"Not to pull David into this thread, but I believe if anything the Merion threads showed me that you are wrong about this Tom.
One mistake I believe has been repeatedly made is discussing the creation of Merion but using the end product as the basis. Mike Cirba has repeatedly made the case that Merion's initial iteration was so bad, or at least so far from its later acclaimed state, that half the holes were wholly redone. He has also demonstrated that the routing, far from being a work of genius, was actually essentially pre-ordained based on the land, its configuration and its parameters. I do understand Mike's reason for making these observations was to riddle the notion that CDM was responsible for the initial creation, but the same facts also lead to the obvious conclusion that Wilson didn't really know what he was doing at first.
Is it therefore wrong to say Wilson, when he began, was indeed too inexperienced and did not know enough to create what would later become Merion?"
ahughes:
One thing I have never done in these Merion debates is to use what you call the 'end product' as any basis at all in these debates with the likes of David Moriarty's and Tom MacWood's apparent belief that Macdonald was more involved in the original routing and design of Merion East than the club and us have given him credit for. The only timeframe I'm concerned with is between 1910 and 1911 when the course was initially routed and designed and constructed and then let grass-in for a year between Sept 1911 and Sept 1912.
Whether Mike Cirba or anyone else claims the course in 1912 (when it opened for play) was really bad is not at all the point either. The entire point is who routed and designed it in 1911 and was Macdonald's roll in that minimized by the club at that time.
We believe it was not. Apparently some such as Moriarty and MacWood believe it was.
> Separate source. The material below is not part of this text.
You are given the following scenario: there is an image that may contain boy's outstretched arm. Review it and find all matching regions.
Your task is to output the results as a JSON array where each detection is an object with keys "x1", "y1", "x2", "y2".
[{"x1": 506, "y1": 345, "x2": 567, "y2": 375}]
Hugh Wilson and his committee routed and designed the course in 1911 and they received advice and suggestions from Macdonald in that effort just as Merion's architectural record has always shown.
Macdonald approved one of Wilson's and committee's course plans stating that it contained the best last seven holes of any inland course in the world. That doesn't sound to me like Macdonald thought that first iteration was all that bad.
But again, the point isn't how bad or how good the course was at that time or even how inexperienced Wilson was in 1911. The only point is if it is historically accurate that Wilson and his committee should be given architectural attribution and credit for the routing and design and creation of Merion East in 1911, as the club has always said.
We believe Wilson and his committee should be given that architectural attribution and credit as Merion's record has always shown which has always included the advice Macdonald/Whigam provided in only two one day visits to Ardmore, and the advice they provided Wilson and his committee at NGLA during a two day visit there.
Furthermore, you can read in Moriarty's essay "The Missing Faces of Merion" that the club and its board when they said to the MCC membership in a letter in early Jan. 1911 that "experts are now at work on the course..." that the board's letter could not have been referring to Wilson and his committee simply because they had no previous experience in golf course architecture and that consequently the board must have been referring to Barker or Macdonald and Whigam.
We believe that assumption and that premise is completely wrong and that the board most certainly was referring to Wilson and his committee as those "experts" as many others did at that time simply because they were very good golfers.
Frankly, it makes no sense at all to say Barker was "at work" designing the course in 1911 because Barker hadn't been there since June 1910 and never returned and Macdonald and Whigam weren't there between June 1910 and April 6, 1911 during that one day visit when they went over the grounds and over various plans Wilson and committee had created in the winter and spring of 1911 and approved one of Wilson and committee's course plans.